No me refiero al silencio como un absoluto incómodo. Sí lo pienso como el lugar del cual nace la palabra y al que va la palabra. Es decir, abismo que llama al abismo, en palabras del salmo (42,7).
O como captó Tincho y comentó: No sé si alguna vez disfrutaron del silencio entre dos o más personas. Tiene la simpleza y la bastedad de las cosas grosas de la vida... Es hermoso. Yo lo aprendí a fuerza de controlar ese impulso ansioso por llenar una conversación, con Diana, una amiga que hace mucho no veo. Es una gran administradora de los silencios y de las palabras. Cuando entendí como venía el ritmo, lo disfruté y ya no pude dejar de admirarlo.

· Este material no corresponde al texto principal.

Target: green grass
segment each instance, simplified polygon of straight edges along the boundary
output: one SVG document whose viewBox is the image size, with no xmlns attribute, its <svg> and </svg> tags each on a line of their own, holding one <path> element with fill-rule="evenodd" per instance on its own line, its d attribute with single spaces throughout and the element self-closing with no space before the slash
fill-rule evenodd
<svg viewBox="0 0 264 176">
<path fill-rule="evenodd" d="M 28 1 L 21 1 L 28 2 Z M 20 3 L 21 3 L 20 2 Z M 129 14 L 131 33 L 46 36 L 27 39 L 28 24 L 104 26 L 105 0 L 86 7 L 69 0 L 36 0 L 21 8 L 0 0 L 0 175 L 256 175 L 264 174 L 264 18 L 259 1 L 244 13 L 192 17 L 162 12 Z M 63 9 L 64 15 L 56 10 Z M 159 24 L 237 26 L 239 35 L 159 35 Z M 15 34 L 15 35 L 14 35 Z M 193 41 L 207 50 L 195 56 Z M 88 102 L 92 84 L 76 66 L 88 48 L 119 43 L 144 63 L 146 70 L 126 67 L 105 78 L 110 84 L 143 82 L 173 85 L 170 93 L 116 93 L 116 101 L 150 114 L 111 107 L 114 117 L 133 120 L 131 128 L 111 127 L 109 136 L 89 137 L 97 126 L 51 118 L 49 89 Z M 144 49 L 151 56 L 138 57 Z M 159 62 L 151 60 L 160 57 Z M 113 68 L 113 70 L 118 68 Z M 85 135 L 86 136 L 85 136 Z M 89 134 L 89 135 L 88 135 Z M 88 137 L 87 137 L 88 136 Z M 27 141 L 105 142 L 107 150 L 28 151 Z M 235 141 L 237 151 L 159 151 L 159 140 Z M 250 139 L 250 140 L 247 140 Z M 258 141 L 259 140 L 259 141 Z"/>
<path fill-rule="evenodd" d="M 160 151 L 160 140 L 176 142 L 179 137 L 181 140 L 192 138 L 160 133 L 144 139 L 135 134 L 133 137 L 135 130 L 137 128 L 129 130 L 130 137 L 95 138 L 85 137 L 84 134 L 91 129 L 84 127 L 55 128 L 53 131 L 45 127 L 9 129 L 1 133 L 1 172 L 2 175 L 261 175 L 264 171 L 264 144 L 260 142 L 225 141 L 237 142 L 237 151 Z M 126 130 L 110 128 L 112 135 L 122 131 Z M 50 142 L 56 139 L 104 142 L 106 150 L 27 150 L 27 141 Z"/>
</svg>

Eso y también cuando nos quedamos callados ante la belleza o el dolor, extremos de la vida.
El silencio que gesta la palabra a ser dicha, que la pare, la da a luz.
El que se da en la oración cuando no sabemos qué decirle a Dios.
El del abrazo que sostiene y consuela.
El del papá que se emociona cuando el bebé le toma el dedo por vez primera.
El del escritor que sabe cuándo terminar la frase.
El de esa mirada que cruzamos y ya sabemos, no hace falta más.
Tantos otros, míos y de ustedes. Inalienables.